Ветерок колышет мои волосы, и разрешаю себе дышать. Распахиваю глаза, и его уже нет, только шторы покачиваются от ветра.
А я не знаю, что мне делать. Теперь все против меня, будут ненавидеть, что навлекла на них женщин. И Петру. Как он мог? Я не верю больше никому, даже самой себе. Только вот унять боль внизу живота с каждой секундой сложнее. Она перекрывает терзания в груди, не даёт больше думать, только переживать это. Мои гены борются друг с другом, чтобы разорвать меня. Как же я ненавижу этот мир. И себя ненавижу за желание прекратить это, облегчить страдания. Его слова постоянно крутятся в моей голове. Знаю, да, знаю, что это было искренне. Это было словно крик о помощи. Но выход меня не устраивает. Или же я хочу так думать?
Quadradinta novem
Губы трясутся от холода, не могу согреться, обматываясь одеялом. Словно ледяной воздух гуляет по моему телу и не даёт дышать. Перед глазами комната плывёт, тошнит так сильно. Буквально схожу с ума, не имея уже представления, где я нахожусь. Мне плохо. Да так плохо, что стону в голос, скулю, и с губ срываются какие-то просьбы. Не могу контролировать желание освободиться от этого.
– Вэлериу… я… ох, – спазмы перекрывают доступ к кислороду и, не сдерживая себя, кричу в голос, только бы облегчить боль.

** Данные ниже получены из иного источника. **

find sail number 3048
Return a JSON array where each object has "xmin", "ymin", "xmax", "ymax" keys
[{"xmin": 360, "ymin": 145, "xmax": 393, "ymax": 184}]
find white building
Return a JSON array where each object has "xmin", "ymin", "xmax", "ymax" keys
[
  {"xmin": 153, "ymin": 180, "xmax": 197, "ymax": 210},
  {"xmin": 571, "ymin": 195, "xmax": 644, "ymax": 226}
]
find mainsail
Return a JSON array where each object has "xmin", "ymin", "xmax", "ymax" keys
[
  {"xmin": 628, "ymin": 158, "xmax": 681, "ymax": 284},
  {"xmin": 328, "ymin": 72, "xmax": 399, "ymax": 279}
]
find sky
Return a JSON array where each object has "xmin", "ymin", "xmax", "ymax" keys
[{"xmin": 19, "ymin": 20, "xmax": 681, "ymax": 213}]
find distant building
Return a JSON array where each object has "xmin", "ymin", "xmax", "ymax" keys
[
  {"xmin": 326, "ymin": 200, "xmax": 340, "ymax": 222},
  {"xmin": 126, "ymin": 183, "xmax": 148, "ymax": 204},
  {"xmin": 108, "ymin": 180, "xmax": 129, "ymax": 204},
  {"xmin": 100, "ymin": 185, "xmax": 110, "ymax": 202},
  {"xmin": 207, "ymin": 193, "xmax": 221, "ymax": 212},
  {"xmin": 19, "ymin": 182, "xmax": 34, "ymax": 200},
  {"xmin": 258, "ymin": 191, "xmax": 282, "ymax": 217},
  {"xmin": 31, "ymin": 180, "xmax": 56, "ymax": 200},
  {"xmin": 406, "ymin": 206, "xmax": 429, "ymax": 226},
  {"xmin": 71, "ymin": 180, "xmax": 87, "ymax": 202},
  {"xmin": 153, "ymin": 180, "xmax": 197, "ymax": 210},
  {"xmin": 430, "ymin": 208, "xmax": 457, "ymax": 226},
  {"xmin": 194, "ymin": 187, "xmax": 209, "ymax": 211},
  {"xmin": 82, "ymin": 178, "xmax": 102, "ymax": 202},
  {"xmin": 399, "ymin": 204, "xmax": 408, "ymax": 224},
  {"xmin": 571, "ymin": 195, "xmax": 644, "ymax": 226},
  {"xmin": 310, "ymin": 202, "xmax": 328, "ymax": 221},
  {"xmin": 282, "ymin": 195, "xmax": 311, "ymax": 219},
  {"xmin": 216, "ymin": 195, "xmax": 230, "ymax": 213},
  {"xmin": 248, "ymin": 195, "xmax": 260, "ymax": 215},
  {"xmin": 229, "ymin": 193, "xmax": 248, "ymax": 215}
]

– Откажись… – шипение образовывается вокруг меня. Мотаю головой, чтобы снять с себя эту иллюзию.
– Доченька…
– Мама, – расслышав знакомый тихий голос, шепчу я. Моргаю, чтобы увидеть родное лицо, но никого нет.
– Доченька, уходи… я жду тебя… иди ко мне… – теперь дальше от меня. Превозмогая боль, скатываюсь с постели, но выпрямиться так сложно.

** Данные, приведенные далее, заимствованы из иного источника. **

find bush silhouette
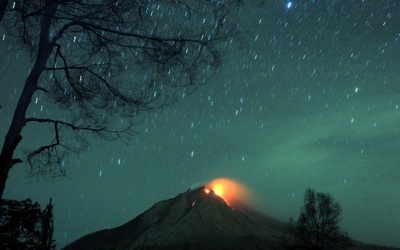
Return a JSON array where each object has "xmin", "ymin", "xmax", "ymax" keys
[{"xmin": 287, "ymin": 189, "xmax": 352, "ymax": 249}]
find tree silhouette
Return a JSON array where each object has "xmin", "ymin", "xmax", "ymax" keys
[
  {"xmin": 0, "ymin": 199, "xmax": 55, "ymax": 249},
  {"xmin": 0, "ymin": 0, "xmax": 240, "ymax": 198},
  {"xmin": 288, "ymin": 189, "xmax": 352, "ymax": 249}
]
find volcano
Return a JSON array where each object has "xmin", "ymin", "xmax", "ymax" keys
[
  {"xmin": 64, "ymin": 186, "xmax": 398, "ymax": 250},
  {"xmin": 64, "ymin": 187, "xmax": 284, "ymax": 250}
]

– Мама, где ты? Мама, я не понимаю… ничего не понимаю… мне так больно, – произношу я, приближаясь к балкону.
– Ко мне иди, родная моя, иди ко мне… – шторы колыхаются от ветра, и я распахиваю их, в лицо дует порывистый ледяной ветер. Но он не может ещё больше заморозить меня. Делаю ещё шаг, хватаясь за перила.
– Где ты?
– Внизу… избавь себя от этого… отрекись…
– Мне так больно… ты предала меня… все… – всматриваясь в бушующее море, ищу подтверждение её голосу, который действительно рядом со мной.

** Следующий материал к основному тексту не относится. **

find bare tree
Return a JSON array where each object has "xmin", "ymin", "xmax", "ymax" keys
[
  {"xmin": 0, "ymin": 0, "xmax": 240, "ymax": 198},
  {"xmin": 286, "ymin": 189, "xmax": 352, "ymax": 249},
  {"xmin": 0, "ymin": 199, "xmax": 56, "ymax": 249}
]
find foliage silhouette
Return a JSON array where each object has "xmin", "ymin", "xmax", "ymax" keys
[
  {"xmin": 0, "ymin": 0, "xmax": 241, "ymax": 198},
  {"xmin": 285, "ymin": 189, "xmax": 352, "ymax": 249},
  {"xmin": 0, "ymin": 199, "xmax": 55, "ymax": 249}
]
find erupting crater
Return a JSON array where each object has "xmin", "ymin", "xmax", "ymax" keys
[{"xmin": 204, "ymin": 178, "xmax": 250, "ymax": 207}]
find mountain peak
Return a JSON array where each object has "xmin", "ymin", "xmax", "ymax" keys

– Единственный способ прекратить твои терзания…
– Умереть? – в голове появляется это слово.
– Другого выхода нет… я не могу помочь… не отдавай себя ему… не предавай Василику…
– Василику? – отвращение к этому неизвестному раболепию в тихом голосе, кажущимся совершенно иным, что я знала всю жизнь, заставляют меня скривиться и пошатнуться.
– Убить его… стереть с земли тебя вместе с ним… выбора нет… прыгай…
Повелительные ноты другого голоса, шипения, что когда-то слышала в церкви, наполняют мой разум.
«Ты моя… дай помочь… мне жаль», – смешиваются другие слова, появившиеся внутри меня.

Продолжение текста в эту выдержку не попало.